I'm implementing a simple interpreter in Haskell but I have this problem. The code is this:
import Control.Applicative
import Data.Char
newtype Parser a = P (String -> [(a,String)])
parse :: Parser a -> String -> [(a,String)]
parse (P p) inp = p inp
item :: Parser Char
item = P (\inp -> case inp of
[] -> []
(x:xs) -> [(x,xs)])
instance Functor Parser where
fmap :: (a -> b) -> Parser a -> Parser b
fmap g p = P (\inp -> case parse p inp of
[] -> []
[(v,out)] -> [(g v, out)])
instance Monad Parser where
(>>=) :: Parser a -> (a -> Parser b) -> Parser b
p >>= f = P (\inp -> case parse p inp of
[] -> []
[(v,out)] -> parse (f v) out)
three :: Parser (Char,Char)
three = do {x <- item;
item;
z <- item;
return (x,z);}
If i run the script in hugs everything seems to be ok.

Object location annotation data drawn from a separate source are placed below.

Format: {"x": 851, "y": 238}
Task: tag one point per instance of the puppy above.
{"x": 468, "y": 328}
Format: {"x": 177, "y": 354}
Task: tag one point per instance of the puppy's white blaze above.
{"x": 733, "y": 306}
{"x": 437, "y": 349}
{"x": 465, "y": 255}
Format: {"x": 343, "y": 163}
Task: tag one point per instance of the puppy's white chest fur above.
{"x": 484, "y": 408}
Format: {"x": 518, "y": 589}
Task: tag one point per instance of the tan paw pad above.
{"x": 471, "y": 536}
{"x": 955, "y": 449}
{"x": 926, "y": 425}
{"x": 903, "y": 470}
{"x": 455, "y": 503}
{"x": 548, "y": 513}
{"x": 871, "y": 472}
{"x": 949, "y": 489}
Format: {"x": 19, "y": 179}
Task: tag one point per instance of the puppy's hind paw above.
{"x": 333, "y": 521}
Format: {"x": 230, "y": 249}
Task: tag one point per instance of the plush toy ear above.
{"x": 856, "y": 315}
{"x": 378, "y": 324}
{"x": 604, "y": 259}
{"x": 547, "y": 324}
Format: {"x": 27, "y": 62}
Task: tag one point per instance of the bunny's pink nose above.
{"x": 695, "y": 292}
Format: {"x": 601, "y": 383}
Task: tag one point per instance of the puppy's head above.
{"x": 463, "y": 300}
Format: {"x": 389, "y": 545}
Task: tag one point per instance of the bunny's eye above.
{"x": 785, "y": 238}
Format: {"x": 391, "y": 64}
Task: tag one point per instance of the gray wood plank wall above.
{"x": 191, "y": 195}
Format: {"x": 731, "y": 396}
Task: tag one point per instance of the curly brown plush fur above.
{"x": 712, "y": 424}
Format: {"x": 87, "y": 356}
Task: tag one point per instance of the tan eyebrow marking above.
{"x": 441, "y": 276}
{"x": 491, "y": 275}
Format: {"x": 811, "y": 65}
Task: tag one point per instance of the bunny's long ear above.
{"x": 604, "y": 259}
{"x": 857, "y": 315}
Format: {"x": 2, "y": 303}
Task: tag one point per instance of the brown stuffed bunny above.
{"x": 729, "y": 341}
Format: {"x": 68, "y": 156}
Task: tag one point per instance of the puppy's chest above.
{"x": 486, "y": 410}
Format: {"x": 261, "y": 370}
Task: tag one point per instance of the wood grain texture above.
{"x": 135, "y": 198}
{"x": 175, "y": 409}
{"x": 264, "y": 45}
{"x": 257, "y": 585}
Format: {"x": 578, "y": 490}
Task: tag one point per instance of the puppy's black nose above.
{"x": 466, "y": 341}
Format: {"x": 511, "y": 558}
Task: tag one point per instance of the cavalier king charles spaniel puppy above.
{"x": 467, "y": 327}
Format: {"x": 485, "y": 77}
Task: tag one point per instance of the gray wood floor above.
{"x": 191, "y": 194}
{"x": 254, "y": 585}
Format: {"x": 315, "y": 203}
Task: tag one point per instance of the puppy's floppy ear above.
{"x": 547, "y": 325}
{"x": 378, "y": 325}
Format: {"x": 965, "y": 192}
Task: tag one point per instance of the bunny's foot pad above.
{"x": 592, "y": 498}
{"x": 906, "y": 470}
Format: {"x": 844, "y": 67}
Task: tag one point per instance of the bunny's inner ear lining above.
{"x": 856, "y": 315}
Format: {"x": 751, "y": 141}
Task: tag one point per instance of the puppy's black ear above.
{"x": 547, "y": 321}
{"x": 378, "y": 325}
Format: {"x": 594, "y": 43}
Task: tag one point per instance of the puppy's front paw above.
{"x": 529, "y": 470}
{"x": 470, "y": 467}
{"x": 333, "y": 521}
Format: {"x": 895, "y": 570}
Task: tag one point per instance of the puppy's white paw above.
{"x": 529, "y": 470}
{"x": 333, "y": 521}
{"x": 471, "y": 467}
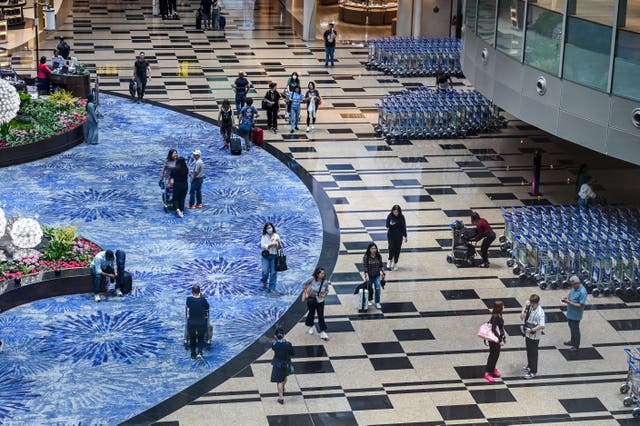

But when I try to run the command
parse three "abcdef"
I get an error:
Program error: undefined member: >>=
Please can someone help me?
Don't give instances type signatures.
Indent the instance definitions.
After these two things you'll see a new error, you need to define an Applicative instance because class Applicative m => Monad m.
EDIT:
You wrote:
instance Monad Parser where
(>>=) :: Parser a -> (a -> Parser b) -> Parser b -- This is a type signature
p >>= f = P (\inp -> case parse p inp of -- This is the definition
[] -> []
[(v,out)] -> parse (f v) out)
The first problem was the type signature, which I noted via a comment above. Remove it:
instance Monad Parser where
p >>= f = P (\inp -> case parse p inp of -- This is the definition
[] -> []
[(v,out)] -> parse (f v) out)
The second problem was the indentation. You must indent member function defintions (or use curly braces, but that is an uncommon style):
instance Monad Parser where
p >>= f = P (\inp -> case parse p inp of
[] -> []
[(v,out)] -> parse (f v) out)
Now you get a new error saying you need an applicative instance. So you'd need:
instance Applicative Parser where
pure = ...
(<*>) = ...
And even after that it will tell you to write an instance for Functor.